At that point, Congress would have the final word. It would have three weeks to settle the dispute but could countermand the president’s judgment only with two-thirds majorities in both the House and Senate.
For all those elaborate and precise mechanics, though, the amendment’s text is silent on how “unable,” “inability” or “disability” should be defined.
The congressional authors decided to leave the language deliberately vague. Some were concerned a precise definition might be made obsolete by changes in the world of medicine. Others wanted to make sure that the elected officials given the decision-making powers had wide latitude to make what is ultimately a political decision.
Still, the debate made clear Congress didn’t want the 25th Amendment to be a tool for combating a president’s incompetence, laziness, unpopularity or even impeachable conduct.

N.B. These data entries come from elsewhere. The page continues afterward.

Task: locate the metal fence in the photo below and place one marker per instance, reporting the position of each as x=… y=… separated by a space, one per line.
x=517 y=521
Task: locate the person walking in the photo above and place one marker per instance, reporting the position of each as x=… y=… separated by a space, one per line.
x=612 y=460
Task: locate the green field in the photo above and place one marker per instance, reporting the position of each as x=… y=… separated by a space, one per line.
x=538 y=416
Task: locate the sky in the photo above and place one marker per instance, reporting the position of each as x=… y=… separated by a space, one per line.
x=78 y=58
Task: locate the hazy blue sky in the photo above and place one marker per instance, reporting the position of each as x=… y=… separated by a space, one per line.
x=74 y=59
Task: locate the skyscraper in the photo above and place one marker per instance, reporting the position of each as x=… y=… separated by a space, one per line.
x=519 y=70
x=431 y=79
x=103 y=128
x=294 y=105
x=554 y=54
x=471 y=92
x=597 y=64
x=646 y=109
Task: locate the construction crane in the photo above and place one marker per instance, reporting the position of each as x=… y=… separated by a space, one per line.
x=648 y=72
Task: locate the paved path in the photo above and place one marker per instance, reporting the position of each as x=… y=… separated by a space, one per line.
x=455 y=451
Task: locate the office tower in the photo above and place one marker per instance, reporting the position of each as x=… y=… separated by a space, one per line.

They talked about invoking the involuntarily removal mechanisms only when a president was clearly and unequivocally incapacitated — in a coma, near death or in severe psychological distress.
The vice president, the Cabinet or the special panel should get involved when the president does “not possess the mental capacity to make a decision and perform the powers and duties of his office,” Democrat Birch Bayh of Indiana, the principal author of the amendment, said during the Senate debate in June 1965.
“We are not getting into a position, through the pending measure, in which when a president makes an unpopular decision, he would immediately be rendered unable to perform the duties of his office,” he said.
In other words, no one should expect these powers to get used, especially for the first time, in a way that could be portrayed by history as a constitutional crisis culminating in a coup.
A presumably politically loyal vice president would be the essential actor in any initial invoking of this extraordinary provision. And, in the end, it would take bipartisan supermajorities in Congress to move the president aside. It’s hard to imagine any of that happening under Vice President Mike Pence and the current GOP control on the Hill.